If there were only one currency, there could be actual accountability.
I’m not familiar with any global capitalists who want -that-. Accountability is for customers, not the smartest guys in the room.
If there were only one currency, there could be actual accountability.
I’m not familiar with any global capitalists who want -that-. Accountability is for customers, not the smartest guys in the room.
This is one thing that never made sense. You get a $10 meal in a cheap diner with excellent service, 30% tip! $3. Crappy service at an upscale restaurant, only tip 15% for that lousy server who served your $75 meal! $11.25. So you pay almost 4x as much for awful service as you would for excellent service, just because of the menu prices. The myth that tipping rates are based on quality of service falls flat when we base it on a percentage of the bill.
Pragmatically, it’s what we ended up with because previous generations set it up, so we’re stuck with it until someone successfully eliminates it, but no part of it makes any sense whatsoever, so as long as it’s all babbling nonsense, really any argument from any viewpoint is relatively valid.
Back on topic, tricking people with fake money is obnoxious. If someone wants to give a nice quote, better to leave a fortune cookie. Or better - a fortune cookie, a lottery ticket, and a thank you note. Probably not what the server wanted, but nicer than a fake $20 smeared in holier-than-thou judgment.
My preferred version of giving back is collecting all your junk mail, then inserting it into the reply paid envelopes that often come with advertising and sending it back.
I don’t think the “unethical life hacks” are supposed to be funny. They’re supposed to be “life hacks” and be unethical…most of them succeed at that. Unethical things are pretty unfunny most of the time. Though people pick and choose which unethical things are funny and which are “that’s not funny” unfunny.
On a similar note, I found some honest-to-god neo-nazi propaganda tucked inside a library book which was the story of an ex nazi skinhead who had reformed. Marketing is all around us…
I have to agree with popbawa4u here. Legal tender is literal monopoly money. The issuing authority has the monopoly on money.
It is not literal Monopoly® money.
Well that just makes them a hypocrite (hardly surprising given that they’re already prepared to use people’s financial insecurity as a proselytising tool rather than actually helping).
Doesn’t mean that useful advice might not be worth more than money.
To be clear - I think leaving one of these instead of a tip is despicable. Leaving one with a tip is merely offensive.
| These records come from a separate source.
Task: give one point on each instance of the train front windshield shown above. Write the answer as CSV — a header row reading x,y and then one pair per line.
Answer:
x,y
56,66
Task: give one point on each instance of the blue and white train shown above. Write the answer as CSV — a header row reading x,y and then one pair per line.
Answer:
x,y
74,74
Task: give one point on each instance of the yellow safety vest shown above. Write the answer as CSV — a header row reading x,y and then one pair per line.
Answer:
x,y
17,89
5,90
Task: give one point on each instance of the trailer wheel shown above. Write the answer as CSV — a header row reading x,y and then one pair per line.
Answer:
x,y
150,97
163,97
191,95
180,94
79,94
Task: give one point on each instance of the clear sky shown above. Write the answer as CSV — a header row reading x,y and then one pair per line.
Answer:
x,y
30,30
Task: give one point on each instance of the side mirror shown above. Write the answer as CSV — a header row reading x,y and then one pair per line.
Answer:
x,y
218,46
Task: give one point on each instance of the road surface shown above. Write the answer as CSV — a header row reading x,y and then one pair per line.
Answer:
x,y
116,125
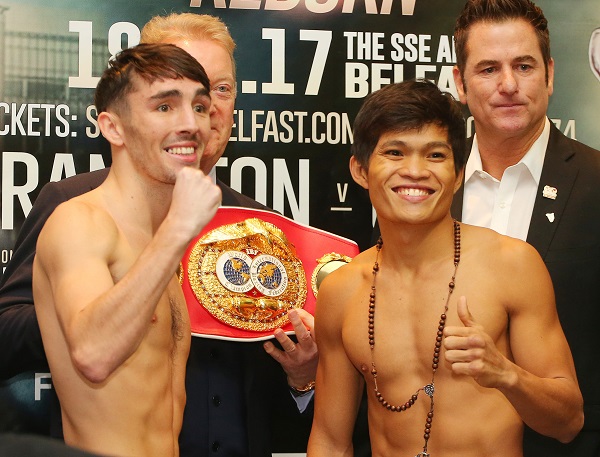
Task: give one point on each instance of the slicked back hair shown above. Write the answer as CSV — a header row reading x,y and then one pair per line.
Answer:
x,y
491,11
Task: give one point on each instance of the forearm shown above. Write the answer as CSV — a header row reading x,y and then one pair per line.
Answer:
x,y
320,446
550,406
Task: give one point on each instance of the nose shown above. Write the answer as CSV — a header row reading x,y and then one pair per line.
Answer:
x,y
188,120
414,166
508,82
213,107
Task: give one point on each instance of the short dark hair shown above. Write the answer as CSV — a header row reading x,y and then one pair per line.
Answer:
x,y
409,105
150,62
500,11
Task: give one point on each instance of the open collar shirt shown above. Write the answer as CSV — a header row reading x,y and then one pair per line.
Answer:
x,y
504,205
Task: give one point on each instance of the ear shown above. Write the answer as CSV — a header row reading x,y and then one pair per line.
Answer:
x,y
459,179
550,77
359,174
460,86
111,128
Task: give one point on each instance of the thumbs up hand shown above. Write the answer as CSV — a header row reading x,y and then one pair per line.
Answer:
x,y
472,352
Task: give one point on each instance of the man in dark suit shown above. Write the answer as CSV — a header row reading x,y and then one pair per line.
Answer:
x,y
236,391
524,178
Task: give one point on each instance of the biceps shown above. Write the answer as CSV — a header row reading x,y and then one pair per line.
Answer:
x,y
538,343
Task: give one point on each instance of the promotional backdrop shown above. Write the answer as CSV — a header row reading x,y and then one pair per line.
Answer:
x,y
304,67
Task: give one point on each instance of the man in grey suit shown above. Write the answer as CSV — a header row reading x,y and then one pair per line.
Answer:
x,y
525,179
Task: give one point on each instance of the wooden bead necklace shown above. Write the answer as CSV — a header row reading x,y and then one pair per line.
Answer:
x,y
428,388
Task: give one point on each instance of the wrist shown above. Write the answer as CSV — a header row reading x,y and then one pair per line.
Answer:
x,y
303,389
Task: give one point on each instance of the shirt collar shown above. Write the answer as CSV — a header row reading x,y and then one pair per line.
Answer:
x,y
533,159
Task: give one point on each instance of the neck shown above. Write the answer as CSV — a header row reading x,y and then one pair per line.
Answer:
x,y
145,204
414,246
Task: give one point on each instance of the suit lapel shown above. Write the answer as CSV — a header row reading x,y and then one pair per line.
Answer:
x,y
456,208
559,172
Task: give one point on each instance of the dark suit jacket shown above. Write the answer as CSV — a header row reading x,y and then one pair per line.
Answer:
x,y
237,394
570,247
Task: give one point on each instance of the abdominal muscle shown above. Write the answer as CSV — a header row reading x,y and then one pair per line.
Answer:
x,y
137,411
468,421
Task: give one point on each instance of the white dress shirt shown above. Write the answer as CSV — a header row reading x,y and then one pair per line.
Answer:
x,y
504,205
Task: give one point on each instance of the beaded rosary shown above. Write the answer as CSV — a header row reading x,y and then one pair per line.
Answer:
x,y
429,388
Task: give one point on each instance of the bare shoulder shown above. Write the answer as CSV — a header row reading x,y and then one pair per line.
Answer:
x,y
341,285
507,265
503,250
78,225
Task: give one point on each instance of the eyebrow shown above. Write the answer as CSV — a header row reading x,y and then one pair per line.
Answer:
x,y
200,92
487,63
430,145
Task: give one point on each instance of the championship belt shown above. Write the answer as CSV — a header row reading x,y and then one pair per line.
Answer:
x,y
248,267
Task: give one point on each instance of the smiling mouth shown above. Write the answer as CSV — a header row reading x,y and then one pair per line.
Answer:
x,y
413,192
181,151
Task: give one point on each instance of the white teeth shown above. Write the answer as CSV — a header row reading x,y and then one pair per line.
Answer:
x,y
181,151
411,192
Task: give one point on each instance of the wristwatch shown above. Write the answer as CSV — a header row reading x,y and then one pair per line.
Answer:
x,y
298,391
Brings a whole new dimension to the phrase “Christ, what an asshole!”
Maybe it was being used as a bookmark by someone who was looking for a way out?
That’s the big difference, when I was working as a waiter (and barman, and dish pig etc.) I was getting more than minimum wage, so tips were just an occasional bonus. It wasn’t usually based on the level of service, rich people would tip to show off their cash, and nice people would tip to be nice. It was always easy to tell the difference.
We did love it when US tourists would come in and start tipping everyone though, even the barman just for pouring a drink!
Put it this way: in the US context, tipping is an ethical obligation.
But so is fighting for worker’s rights and a living wage, so that tipping will no longer be necessary.
Making serving staff rely on tips to top up low wages seems, to me, like a very American thing to do. One of the bad, “Very American” things; like cutting up rough over supplying a welfare state.
Well shit. I guess I was aware vaguely of some kind of weird internal conflict in the church around charity vs. social welfare, but I’d never really dug into it, but a quick google for “Judas socialist” led me on a bit of a dive. Oh internet, thanks for putting the insanity of man at my fingertips…at least now I understand why Obama is the antichrist.
My quick search led me to places where i won’t click.
I’m more familiar with these.
Do they do any saying, “One Empty Promise: redeemable at your local place of worship”?
I was under the impression that tipping wait staff was fairly common in most places. But yes, it is probably outdated and I have read article where a guy had two restaurants and made one where he increased wages and refused tips. That restaurant excelled just fine.
Tipping is. Making staff rely on the tips rather than paying them properly shouldn’t be.
In Oz, you might toss your spare change on the table as a tip for the waiter if you had a particularly good meal. That’s about it.
Tipping is never an obligation here, and nobody relies upon it as their main income. Waiters at cheap restaurants get about $15/hr.